Hello Brian, could you give me your opinion about, to use an adaptor for FD canon lens to a Samsung NX mounting camera, i found mine FD 70-210 mm tokina telephoto, it can’t reach the infinity focus, and the canon FD 50mm is the opposite, it mean pass the infinity point. thank you
Generally speaking, lenses focus past infinity when used with an adapter. If you’re using the same adapter with both lenses, both should either focus past infinity or if the adapter is too thick, neither should focus to infinity.
Hi and thank you for all the knowledge you are sharing with the comunity. I am trying to wrap my head around adapting Mamiya RZ67 to L-mount full frame. Any advice will be apreciated. Thx, Gabriel
correction on my last post – adapting Mamiya RZ67 lenses on L-mount full frame camera. Thank you.
I don’t see a direct solution…BUT…you can combine FotodioX Pro Lens Mount Adapter with Generation v10 Focus Confirmation Chip for Mamiya RB67 or RZ67-Mount Lens to Canon EF Mount with an EF-L adapter.
Hello Brian, I have a Minolta Rokkor 75mm lens, very beautiful by the way, I want to mount it on a Fuji APS-C camera.
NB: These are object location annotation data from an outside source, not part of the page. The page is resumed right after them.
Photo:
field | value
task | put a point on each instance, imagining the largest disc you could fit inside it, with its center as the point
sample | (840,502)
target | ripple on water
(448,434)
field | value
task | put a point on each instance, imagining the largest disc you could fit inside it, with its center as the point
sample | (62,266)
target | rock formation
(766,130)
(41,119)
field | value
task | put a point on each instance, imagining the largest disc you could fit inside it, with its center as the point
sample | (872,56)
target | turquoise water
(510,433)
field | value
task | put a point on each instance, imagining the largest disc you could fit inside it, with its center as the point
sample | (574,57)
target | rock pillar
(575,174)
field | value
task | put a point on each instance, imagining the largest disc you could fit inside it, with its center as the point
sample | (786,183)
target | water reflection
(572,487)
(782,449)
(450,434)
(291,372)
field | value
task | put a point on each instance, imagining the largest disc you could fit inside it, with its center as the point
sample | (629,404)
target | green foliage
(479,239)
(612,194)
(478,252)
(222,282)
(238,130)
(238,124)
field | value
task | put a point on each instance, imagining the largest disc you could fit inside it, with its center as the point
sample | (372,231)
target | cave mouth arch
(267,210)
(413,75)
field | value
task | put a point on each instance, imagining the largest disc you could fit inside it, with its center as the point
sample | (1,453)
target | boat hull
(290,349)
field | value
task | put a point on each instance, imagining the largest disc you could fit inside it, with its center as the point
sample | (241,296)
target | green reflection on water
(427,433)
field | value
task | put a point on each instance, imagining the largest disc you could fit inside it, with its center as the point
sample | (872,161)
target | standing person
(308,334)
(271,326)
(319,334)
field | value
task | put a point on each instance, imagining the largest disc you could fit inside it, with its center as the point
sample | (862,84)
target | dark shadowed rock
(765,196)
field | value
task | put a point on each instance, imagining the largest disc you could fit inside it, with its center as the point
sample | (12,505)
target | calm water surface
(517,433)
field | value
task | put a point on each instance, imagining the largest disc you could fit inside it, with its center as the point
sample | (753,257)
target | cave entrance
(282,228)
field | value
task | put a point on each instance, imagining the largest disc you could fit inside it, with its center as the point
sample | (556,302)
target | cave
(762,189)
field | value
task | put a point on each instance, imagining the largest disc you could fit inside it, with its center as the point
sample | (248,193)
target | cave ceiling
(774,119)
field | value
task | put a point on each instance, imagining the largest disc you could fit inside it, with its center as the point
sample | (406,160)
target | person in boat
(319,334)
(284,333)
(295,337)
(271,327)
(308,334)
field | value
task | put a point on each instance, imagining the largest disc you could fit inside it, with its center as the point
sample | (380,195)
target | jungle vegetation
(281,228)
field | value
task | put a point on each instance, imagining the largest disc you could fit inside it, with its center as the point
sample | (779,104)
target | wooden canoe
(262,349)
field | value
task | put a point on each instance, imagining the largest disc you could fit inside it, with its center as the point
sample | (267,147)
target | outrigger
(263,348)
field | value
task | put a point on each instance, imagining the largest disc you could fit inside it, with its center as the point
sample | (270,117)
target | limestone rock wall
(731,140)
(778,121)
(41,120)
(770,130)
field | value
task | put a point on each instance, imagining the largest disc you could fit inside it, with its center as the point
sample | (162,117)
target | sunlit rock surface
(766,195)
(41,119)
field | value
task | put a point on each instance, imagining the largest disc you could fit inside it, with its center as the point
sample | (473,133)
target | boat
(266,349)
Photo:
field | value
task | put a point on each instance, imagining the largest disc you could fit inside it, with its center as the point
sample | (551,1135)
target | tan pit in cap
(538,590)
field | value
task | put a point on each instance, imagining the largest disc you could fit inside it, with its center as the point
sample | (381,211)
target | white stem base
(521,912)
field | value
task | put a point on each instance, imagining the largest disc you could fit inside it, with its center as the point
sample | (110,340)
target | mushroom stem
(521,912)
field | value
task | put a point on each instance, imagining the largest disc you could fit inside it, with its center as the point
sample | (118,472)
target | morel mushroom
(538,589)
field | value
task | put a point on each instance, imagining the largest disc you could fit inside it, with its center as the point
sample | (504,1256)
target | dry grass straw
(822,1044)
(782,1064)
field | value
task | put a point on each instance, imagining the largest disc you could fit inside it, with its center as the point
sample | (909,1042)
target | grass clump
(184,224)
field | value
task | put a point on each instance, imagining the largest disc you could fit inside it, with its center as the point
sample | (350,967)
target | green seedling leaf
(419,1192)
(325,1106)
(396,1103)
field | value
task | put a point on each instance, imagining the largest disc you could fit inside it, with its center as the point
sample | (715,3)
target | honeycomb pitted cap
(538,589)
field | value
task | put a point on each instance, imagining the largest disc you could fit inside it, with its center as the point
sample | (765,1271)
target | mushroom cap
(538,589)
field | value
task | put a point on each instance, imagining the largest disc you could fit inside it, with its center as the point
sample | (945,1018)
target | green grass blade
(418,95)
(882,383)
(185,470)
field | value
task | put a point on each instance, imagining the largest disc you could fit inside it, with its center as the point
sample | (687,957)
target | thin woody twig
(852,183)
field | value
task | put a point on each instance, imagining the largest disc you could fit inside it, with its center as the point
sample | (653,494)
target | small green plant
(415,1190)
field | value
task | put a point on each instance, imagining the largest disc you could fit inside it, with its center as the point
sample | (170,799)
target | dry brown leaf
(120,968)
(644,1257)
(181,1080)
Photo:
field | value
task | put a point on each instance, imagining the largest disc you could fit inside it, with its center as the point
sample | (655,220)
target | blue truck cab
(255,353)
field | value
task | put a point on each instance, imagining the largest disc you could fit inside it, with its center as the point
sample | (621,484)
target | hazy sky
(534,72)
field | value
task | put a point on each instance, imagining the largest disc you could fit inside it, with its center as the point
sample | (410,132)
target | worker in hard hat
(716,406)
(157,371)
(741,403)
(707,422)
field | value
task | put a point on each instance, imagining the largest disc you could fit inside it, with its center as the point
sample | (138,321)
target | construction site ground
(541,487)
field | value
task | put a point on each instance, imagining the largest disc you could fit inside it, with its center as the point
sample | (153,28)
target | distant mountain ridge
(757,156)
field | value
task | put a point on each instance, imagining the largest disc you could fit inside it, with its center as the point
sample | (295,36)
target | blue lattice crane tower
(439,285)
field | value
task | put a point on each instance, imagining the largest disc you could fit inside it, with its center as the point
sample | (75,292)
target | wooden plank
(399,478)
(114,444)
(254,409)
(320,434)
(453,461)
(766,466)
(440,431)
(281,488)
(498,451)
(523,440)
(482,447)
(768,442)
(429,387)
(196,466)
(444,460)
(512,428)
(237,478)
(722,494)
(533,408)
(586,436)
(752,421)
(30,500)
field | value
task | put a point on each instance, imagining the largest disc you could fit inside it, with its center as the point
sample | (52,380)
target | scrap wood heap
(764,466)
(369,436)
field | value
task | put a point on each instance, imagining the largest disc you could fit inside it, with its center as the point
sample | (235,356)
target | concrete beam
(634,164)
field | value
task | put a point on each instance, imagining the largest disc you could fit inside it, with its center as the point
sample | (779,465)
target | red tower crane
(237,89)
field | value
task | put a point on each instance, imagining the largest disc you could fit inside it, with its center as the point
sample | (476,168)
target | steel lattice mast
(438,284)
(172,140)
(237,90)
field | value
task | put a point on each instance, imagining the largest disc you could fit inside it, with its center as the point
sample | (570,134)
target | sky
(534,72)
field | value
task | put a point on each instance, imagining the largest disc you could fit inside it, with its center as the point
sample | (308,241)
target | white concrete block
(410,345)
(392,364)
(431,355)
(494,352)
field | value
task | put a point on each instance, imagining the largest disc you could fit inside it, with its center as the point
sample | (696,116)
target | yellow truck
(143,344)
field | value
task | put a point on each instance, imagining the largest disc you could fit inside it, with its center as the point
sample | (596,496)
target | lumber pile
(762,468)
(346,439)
Is an M42 helicoid 25-55mm adapter a solution? I also need an M42-Fuji adapter that will make a difference for the 57.30mm. For macro and “normal” photography.
Thank you for sharing your knowledge.
75mm – 17.70mm = 57.30mm Is this correct?
Are you referring to the Minolta E Rokkor 1:4.5 M39 Screw Enlarging Lens?
If so, you just need a M39 to Fuji X Adapter.
Focal Length has nothing to do with focal flange distance. You simply need to correct for the difference in focal flange distance no matter the focal length of the lens. An EF lens > E Mount camera adapter is exactly the same depth for an 8mm EF lens uses the same adapter as an 800mm EF lens.
Are you referring to the Minolta E Rokkor 1:4.5 M39 Screw Enlarging Lens?
Right, it’s this lens
But to be able to focus, the best solution would be a helicoid adapter?
thanks
Yes it would.
If a sony E to sony E drop in filter was made, what would be out of focus? the close plane? or the infinity?
I would be interested on a drop in filter to focus on stars, so if I could manage to focus to ininity (but not to close objects) would be fine for this purpose.
You’ve got it turned around. What you’re describing is an extension tube that accommodates a drop-in filter. Infinity would be gone with macro added in its place.
While an E-mount to E-mount adapter isn’t a viable option, magnetic clip-in filters attach magnetically between the camera and lens with many Sony E-mount cameras. The caveat to this solution is Sony recently changed the alloy in their camera bodies so magnetic clip-in filters are NOT compatible with a7 IV, a7R V, a1 and a9 III.